Drohungen gegen IOC-Chef Thomas Bach
Und so blieben die Reaktionen nicht aus. Seit Monaten gibt es verbale und Cyber-Attacken und Drohungen aus Russland gegen das IOC und dessen Präsidenten Thomas Bach der lange als Kreml-Vertrauter galt. „Die Aggressivität der russischen Regierung mir gegenüber wächst jeden Tag“, sagte Bach im März in einem Interview. Beschimpfungen von „Faschist“ bis hin zu „Zerstörer der olympischen Bewegung“ kämen auch von höchster Ebene.
Israel: Keine Sperre
Bach stellte bei der Gelegenheit klar, dass für Israel keine Boykott-Regeln gelten, da das Olympische Komitee des Landes die Olympische Charta nicht verletzt habe – anders als das russische durch die Aufnahme der vier annektierten ukrainischen Gebiete.
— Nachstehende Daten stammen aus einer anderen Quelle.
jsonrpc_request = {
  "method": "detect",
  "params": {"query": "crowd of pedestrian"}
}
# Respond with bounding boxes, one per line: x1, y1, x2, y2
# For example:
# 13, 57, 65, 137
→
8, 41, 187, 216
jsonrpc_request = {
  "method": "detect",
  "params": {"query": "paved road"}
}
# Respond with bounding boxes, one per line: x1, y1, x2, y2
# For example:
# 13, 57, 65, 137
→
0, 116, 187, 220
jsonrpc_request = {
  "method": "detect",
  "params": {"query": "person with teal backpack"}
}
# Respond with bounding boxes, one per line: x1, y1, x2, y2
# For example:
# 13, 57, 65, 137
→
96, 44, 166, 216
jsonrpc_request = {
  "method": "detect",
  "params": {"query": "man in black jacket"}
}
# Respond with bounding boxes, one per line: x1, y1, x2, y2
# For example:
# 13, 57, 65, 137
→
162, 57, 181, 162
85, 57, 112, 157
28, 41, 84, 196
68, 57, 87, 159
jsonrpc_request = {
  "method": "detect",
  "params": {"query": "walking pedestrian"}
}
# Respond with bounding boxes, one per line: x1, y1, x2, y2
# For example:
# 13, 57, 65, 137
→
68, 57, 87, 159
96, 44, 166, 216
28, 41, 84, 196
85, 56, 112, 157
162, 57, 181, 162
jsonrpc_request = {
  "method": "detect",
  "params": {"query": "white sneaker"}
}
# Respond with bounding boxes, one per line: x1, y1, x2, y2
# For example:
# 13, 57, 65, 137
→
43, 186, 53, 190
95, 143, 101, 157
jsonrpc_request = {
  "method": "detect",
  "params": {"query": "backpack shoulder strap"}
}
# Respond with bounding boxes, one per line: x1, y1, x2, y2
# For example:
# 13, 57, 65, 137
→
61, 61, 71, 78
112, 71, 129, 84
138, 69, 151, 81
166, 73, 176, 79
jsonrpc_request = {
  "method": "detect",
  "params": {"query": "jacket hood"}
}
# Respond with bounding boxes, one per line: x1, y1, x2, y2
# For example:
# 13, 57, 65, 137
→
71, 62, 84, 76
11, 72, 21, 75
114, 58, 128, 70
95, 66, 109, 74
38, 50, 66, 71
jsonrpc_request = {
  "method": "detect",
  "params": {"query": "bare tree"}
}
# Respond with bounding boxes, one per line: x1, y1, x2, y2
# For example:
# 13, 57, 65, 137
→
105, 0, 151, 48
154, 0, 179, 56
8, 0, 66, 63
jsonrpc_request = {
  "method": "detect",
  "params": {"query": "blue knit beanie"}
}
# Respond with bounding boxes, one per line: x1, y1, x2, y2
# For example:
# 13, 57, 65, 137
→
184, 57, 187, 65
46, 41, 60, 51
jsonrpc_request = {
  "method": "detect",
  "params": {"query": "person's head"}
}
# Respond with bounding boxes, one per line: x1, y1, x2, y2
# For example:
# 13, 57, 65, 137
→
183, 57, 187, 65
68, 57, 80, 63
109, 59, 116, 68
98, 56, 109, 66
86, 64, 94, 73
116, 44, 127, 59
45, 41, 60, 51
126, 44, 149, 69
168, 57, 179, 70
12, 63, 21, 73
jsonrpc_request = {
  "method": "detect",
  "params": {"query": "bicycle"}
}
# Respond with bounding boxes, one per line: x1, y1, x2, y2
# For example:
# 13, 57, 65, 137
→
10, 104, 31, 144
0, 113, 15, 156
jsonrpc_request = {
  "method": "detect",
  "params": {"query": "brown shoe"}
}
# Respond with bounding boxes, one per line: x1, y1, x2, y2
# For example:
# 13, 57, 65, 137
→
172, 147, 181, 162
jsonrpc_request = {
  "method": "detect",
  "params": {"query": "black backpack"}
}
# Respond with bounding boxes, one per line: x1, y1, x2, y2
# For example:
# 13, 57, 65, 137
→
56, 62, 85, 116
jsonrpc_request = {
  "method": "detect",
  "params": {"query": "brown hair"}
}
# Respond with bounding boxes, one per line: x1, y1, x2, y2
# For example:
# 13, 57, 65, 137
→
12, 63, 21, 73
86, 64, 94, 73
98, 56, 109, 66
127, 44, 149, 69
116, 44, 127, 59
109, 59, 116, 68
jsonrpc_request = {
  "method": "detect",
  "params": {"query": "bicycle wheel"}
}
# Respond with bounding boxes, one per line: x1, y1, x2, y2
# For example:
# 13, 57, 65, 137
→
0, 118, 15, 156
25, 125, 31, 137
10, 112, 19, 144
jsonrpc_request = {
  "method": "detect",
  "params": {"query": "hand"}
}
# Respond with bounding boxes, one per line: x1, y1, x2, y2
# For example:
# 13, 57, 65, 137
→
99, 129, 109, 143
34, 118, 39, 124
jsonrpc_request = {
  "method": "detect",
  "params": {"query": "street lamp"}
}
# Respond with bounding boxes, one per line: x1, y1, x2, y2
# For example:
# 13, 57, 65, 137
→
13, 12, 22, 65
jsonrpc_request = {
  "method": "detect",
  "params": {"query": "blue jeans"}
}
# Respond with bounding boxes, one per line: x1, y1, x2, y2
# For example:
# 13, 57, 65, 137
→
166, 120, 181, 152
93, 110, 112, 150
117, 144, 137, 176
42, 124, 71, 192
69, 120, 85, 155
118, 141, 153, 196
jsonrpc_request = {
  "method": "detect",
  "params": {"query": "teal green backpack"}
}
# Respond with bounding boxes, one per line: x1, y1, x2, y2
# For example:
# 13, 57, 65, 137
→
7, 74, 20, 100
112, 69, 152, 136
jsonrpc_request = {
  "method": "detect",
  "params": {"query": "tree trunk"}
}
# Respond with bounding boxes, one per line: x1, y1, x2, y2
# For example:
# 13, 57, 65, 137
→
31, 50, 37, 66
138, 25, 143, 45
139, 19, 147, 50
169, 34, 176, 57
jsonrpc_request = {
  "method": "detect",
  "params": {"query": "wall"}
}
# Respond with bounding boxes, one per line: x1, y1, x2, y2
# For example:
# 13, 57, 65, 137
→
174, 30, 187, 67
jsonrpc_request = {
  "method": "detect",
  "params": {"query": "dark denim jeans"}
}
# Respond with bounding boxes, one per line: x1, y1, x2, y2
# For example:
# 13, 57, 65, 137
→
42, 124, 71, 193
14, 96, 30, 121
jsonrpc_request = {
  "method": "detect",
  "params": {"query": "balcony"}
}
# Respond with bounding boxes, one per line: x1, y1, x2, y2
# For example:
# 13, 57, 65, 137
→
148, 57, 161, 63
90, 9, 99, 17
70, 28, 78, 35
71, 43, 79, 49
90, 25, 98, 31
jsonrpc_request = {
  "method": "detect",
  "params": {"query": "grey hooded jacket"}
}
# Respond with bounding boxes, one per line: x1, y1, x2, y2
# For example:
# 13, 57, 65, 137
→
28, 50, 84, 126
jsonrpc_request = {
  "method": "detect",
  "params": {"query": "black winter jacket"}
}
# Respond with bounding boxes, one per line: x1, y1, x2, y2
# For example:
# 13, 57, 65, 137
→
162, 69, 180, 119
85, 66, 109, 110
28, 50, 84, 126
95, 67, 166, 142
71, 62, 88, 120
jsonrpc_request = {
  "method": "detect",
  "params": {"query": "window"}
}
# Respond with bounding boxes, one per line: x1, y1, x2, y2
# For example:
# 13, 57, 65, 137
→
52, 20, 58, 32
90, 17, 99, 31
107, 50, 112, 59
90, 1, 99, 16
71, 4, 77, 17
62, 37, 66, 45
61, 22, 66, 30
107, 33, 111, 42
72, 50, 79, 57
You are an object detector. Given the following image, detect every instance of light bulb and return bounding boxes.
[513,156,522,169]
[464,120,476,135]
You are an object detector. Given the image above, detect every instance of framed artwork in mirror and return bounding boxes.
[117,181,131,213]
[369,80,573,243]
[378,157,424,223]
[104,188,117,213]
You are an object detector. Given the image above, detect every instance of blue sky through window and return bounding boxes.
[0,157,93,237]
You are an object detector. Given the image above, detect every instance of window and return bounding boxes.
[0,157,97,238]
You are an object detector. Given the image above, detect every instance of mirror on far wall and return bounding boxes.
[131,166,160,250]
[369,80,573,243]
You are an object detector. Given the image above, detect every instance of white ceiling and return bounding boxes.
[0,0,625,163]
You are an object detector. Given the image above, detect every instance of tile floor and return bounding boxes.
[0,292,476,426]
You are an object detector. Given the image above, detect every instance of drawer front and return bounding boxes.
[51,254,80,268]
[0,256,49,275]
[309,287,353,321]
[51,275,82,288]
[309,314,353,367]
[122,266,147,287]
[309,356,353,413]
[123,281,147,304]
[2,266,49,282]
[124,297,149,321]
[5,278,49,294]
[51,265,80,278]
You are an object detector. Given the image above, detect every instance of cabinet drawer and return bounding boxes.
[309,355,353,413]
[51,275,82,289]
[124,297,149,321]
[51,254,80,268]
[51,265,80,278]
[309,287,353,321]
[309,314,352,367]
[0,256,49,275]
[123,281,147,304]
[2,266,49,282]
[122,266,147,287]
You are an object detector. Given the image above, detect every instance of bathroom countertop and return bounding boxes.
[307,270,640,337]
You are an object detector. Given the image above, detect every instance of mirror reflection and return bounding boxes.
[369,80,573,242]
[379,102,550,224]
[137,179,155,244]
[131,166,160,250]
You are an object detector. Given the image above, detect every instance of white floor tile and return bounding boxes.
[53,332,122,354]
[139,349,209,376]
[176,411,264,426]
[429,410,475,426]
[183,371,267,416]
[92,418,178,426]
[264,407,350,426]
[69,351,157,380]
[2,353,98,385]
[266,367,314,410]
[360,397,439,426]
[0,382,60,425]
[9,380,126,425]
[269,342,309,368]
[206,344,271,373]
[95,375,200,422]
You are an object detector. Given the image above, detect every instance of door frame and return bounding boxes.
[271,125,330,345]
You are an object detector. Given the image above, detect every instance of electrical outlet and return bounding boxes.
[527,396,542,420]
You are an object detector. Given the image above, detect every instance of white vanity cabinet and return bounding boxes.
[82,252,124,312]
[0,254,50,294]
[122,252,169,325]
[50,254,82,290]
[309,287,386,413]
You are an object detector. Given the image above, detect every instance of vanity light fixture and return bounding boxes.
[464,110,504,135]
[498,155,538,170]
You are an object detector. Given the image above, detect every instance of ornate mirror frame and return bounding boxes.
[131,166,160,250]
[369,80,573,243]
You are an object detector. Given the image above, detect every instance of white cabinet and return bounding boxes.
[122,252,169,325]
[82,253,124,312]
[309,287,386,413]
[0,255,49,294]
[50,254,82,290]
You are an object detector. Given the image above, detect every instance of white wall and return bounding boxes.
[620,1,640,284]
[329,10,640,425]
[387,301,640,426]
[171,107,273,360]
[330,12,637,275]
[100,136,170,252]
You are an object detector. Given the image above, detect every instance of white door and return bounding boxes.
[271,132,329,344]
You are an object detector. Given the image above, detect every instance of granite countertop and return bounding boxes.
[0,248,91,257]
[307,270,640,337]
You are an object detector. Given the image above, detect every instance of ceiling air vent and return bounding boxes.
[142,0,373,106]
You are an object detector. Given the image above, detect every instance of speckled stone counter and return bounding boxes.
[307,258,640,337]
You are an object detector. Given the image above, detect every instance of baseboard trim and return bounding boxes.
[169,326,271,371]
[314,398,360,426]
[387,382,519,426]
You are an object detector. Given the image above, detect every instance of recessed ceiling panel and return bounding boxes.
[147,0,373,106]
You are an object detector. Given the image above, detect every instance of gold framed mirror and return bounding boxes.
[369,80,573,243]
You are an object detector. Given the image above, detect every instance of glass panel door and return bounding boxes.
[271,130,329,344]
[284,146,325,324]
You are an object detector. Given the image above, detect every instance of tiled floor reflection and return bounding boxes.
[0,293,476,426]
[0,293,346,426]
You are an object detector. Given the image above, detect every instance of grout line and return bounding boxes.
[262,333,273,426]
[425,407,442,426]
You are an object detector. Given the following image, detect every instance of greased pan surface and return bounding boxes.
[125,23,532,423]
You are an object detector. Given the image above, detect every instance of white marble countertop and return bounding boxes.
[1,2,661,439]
Die Athletinnen und Athleten aus Russland befinden sich Lukas Aubin zufolge in einer heiklen Zwischenlage. „Einerseits haben sie an ihre Karriere zu denken, da sie seit Jahren für diese Spiele trainieren, andererseits könnten sie in Russland als Verräter angesehen werden, wenn sie teilnehmen“. Wenden sie sich offen gegen das Regime, bringen sie sich, ihre Karriere und ihre Familien in Gefahr.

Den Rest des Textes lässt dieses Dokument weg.